A COVID-19 drive through test site in Calgary. Do not fall for the scam of sales of COVID test kits, one of many scams related to the pandemic. Only hospitals, and specific centres are equipped and can do such testing. (Dan McGarvey-CBC)

Coronavirus: Scams, hoaxes, fake sites, and myths

It doesn’t take a crisis for fraudsters, fakers, and general creeps to try to take advantage of people, but it helps.

With the current pandemic and fears, lies, myths, scams, fraud has become rampant, and while some of the various schemes and scams are fairly low-tech, others involve skills such as very realistic mimicking government and other agency websites. Adding to the scams and “noise” are vast amounts of simple disinformation, mostly spread via social media.

An example of a text message phishing scam. This is not from the actual Red Cross and seeks to get money and/or other financial and personal information. Messages like this should be immediately deleted. (submitted by Michelle Cheung via CBC)

Canadian security agencies are currently working to take down malicious sites imitating actual Canadian government websites. Canada’s cyber security agency the Communications Security Establishment (CSE) has been working with other Canadian security operations to remove these sites which are “phishing” for people to unwittingly reveal personal identification information.

Fake emails are being sent purporting to be from the Public Health Agency of Canada, or the Red Cross, or the World Health Organisation and others, all trying to get people to click on the attached links and give up personal and/or financial information.

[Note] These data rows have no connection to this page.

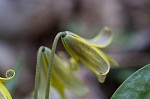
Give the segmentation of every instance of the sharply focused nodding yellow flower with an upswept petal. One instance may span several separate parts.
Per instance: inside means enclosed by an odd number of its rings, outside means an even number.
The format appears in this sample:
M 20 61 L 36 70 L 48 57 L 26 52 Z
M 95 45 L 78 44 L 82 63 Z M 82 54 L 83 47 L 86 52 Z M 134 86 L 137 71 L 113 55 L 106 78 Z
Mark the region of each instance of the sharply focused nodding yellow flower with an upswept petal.
M 97 75 L 99 82 L 103 83 L 110 70 L 110 63 L 117 65 L 115 60 L 99 49 L 107 47 L 111 43 L 112 32 L 110 29 L 104 28 L 93 39 L 84 39 L 72 32 L 65 32 L 66 35 L 62 36 L 62 42 L 67 51 L 77 62 L 85 64 Z

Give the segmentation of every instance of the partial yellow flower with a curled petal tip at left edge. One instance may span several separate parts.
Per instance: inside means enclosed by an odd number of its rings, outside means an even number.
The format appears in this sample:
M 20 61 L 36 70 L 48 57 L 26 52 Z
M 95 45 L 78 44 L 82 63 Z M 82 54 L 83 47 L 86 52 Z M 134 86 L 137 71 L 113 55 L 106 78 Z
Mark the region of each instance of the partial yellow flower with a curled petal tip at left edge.
M 12 97 L 11 97 L 9 91 L 7 90 L 7 88 L 4 86 L 3 82 L 7 82 L 7 81 L 11 80 L 14 76 L 15 76 L 15 71 L 12 69 L 9 69 L 6 71 L 6 78 L 0 77 L 0 93 L 3 95 L 2 97 L 4 99 L 12 99 Z M 0 99 L 2 97 L 0 96 Z

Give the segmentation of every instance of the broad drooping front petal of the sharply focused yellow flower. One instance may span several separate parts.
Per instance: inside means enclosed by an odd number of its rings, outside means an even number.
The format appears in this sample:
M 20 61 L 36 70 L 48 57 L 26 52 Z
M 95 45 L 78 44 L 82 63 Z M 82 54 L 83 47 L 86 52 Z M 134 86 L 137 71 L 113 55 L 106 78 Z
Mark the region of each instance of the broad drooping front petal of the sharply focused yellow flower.
M 110 64 L 107 56 L 101 50 L 70 32 L 67 32 L 67 35 L 62 37 L 62 41 L 74 59 L 85 64 L 98 76 L 100 82 L 104 82 L 110 70 Z

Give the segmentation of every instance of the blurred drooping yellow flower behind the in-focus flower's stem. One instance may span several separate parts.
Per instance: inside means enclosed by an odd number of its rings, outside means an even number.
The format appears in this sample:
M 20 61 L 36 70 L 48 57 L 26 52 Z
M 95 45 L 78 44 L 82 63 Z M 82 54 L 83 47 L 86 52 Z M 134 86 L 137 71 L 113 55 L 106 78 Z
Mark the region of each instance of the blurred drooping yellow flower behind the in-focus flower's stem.
M 47 47 L 40 47 L 38 51 L 38 62 L 41 65 L 40 71 L 40 92 L 38 99 L 44 99 L 46 76 L 50 63 L 51 50 Z M 62 99 L 65 99 L 64 90 L 68 89 L 77 95 L 85 95 L 88 92 L 87 87 L 80 82 L 70 68 L 70 63 L 64 62 L 59 56 L 54 56 L 54 66 L 52 70 L 51 85 L 59 92 Z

The World Health Organisation has also been consulting with big online retail operations like Amazon, Google, Apple an others to control sites selling fake corona cures. Here the purpose is the get money for products or services that are of no use or even potentially dangerous.

it should be carefully noted there is as of yet no cure or vaccine against the coronavirus, not garlic, not hot water, not cold water, not vitamin dosage, not silver or other “tinctures” or teas nor any of the increasing variety of claims.

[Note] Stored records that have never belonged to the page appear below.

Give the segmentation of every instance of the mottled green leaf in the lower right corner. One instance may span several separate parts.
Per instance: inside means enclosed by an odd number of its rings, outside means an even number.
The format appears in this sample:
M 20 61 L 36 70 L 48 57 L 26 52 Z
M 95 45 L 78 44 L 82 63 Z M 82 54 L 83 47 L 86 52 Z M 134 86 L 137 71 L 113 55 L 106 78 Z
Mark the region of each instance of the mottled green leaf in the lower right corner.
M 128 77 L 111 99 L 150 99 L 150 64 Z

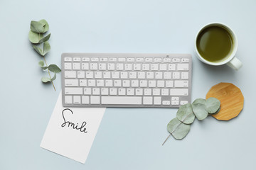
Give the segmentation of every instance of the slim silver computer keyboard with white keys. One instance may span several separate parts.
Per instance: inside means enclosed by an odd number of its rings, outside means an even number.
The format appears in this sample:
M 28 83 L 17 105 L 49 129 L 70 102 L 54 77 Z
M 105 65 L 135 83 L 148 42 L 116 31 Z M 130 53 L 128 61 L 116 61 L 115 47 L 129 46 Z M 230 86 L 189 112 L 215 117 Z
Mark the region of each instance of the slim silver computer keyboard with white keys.
M 63 53 L 63 106 L 178 108 L 191 102 L 191 55 Z

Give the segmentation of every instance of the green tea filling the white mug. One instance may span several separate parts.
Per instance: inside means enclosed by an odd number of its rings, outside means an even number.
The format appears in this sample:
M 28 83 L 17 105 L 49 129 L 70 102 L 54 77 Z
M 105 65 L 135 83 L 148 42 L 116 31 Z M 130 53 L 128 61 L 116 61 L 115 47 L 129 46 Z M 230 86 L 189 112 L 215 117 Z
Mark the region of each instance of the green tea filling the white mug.
M 225 28 L 209 26 L 198 34 L 196 47 L 208 62 L 222 62 L 233 50 L 233 38 Z

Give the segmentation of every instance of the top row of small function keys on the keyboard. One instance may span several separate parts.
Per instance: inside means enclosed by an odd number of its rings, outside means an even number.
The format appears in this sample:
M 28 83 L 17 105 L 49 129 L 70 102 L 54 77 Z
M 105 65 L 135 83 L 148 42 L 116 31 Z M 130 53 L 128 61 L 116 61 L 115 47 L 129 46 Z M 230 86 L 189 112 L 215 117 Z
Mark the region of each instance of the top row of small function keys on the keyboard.
M 119 58 L 107 58 L 107 57 L 64 57 L 65 62 L 189 62 L 188 58 L 162 58 L 162 57 L 151 57 L 151 58 L 143 58 L 143 57 L 119 57 Z

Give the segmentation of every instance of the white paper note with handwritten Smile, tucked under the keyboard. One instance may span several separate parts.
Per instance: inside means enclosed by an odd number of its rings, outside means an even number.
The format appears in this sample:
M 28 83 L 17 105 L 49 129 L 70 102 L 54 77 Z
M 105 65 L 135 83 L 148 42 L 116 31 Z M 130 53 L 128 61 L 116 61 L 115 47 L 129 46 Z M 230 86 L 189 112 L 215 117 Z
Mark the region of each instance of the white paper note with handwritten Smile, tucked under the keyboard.
M 85 164 L 105 108 L 64 108 L 58 97 L 40 147 Z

Example of email phishing scam below

email phishing scam. Do not click on the links which will ask you to provide personal or financial information (via CBC)

Earlier this month, both the British Columbia college of naturopaths and college of chiropractors warned their members not to make claims about being able to cure, mitigate, or prevent the coronavirus through their practice.

The U.S Food and Drug Administration and Federal Trade Commission have also been sending warnings to various sites and businesses warning them to remove claims about being able to deal with the virus. A Canadian site, “Vivify Holistic Clinic” of Sarnia Ontario received a warning for claims on its website about teas that could be sold into the U.S.

Along with other medical agencies, the FDA reiterated that, ” “there currently are no vaccines, pills, potions, lotions, lozenges or other prescription or over-the-counter products available to treat or cure” the virus.

Some scams involve phone calls saying a person has tested positive for the virus and they need to provide credit card and/or health card numbers and other information. Real public health agencies do not ask for such information over the phone.

Another scam is the selling of fake coronavirus testing kits. Only hospitals and public health agencies have the ability, equipment, and authority to provide tests and they do not charge.

In Canada, verified information can be had from the official government coronavirus update website and from the Canadian Anti-Fraud Centre website.